確かに、このような人は大勢いるとは聞いてはいたが、実態がはっきりしなかった。
では、一体どの位いるのだろうか。
厚生労働省の2007年の初調査によると現在5400人いるという。驚いたことに、50代が20代に次いで多い。家族と離れ永住する所もなく、狭い空間で朝を迎えるおじさんたちの心境を考えると複雑である。
また、この難民の中には「マック難民」と称する人もいて、ハンバーガーショップ「マクドナルド」の24時間営業店舗に寝泊りする人をいうらしい。
この多くは日雇い労働者や高校生・定職を持たない若者たちだ。もちろん若者は通常「まんが喫茶」に寝泊りするが、お金が無くなると安いマックに移るようだ。

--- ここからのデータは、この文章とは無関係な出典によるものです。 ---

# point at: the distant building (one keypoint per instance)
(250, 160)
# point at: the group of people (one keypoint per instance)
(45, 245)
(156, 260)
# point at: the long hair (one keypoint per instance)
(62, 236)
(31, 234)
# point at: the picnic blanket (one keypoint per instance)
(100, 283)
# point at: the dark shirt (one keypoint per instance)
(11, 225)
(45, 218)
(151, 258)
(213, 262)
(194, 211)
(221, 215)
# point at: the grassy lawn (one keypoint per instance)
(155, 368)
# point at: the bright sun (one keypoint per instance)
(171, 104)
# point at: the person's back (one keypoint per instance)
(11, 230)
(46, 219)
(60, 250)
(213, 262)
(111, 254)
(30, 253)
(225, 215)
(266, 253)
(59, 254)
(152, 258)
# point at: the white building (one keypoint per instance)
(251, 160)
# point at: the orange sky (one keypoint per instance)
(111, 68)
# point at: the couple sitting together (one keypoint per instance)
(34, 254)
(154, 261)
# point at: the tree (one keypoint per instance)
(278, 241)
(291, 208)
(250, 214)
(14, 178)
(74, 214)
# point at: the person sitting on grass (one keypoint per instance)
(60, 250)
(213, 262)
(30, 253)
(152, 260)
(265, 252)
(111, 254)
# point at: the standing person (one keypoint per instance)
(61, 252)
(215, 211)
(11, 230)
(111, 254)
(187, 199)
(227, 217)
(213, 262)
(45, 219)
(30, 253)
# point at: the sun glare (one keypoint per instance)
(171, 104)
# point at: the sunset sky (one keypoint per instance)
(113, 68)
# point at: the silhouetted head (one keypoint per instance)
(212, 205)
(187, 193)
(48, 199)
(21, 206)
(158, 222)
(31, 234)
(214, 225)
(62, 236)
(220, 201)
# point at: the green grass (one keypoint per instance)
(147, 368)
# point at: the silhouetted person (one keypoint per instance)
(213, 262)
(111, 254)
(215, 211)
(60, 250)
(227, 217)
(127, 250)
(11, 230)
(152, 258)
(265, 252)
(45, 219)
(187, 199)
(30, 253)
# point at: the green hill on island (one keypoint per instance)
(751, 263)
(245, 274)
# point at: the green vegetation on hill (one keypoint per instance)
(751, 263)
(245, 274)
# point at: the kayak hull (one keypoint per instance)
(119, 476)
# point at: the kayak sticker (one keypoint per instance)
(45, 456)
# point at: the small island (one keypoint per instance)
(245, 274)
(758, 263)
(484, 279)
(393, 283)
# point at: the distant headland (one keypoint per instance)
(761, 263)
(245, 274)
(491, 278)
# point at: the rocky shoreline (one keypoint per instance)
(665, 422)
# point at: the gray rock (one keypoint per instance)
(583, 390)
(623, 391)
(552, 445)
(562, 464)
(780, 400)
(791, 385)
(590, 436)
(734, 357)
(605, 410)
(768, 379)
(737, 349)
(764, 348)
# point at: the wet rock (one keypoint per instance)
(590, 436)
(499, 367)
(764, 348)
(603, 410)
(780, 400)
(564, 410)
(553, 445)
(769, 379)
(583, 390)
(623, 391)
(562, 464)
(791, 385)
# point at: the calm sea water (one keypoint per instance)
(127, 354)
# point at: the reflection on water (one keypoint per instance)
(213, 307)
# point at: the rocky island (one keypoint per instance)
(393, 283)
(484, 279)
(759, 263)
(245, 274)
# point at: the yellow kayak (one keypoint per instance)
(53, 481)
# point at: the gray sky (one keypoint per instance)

この人達の必需品は派遣会社との連絡を取るための携帯電話・コインロッカーであるらしい。まさに世の中は変わったものだ。普通働きたいけど働けなくて職を求める人や、高齢者、働く意思・意欲を失った人達を難民(ホームレス)と言う。
国は「景気回復」をうたい、安倍首相も「美しい国」と自信を持っていっているようだが、私たちの仕事や生活を取り巻く環境は年々厳しくなっていることも確かだ。
非正社員の大幅増加、ワーキングプア、年金問題、国保の引き上げなど数えればきりがない。一体全体、誰のための政治なのかと首を傾けたくなる。
ホームレスやネットカフェ難民が増えてきても致し方ない状況に今日本は陥っている。
大企業の要求に沿って進めてきた労働法制の規制緩和策を見直して、仕事を求める人に職を与えることがこの現状を打破できる解決策になるのではないだろうか。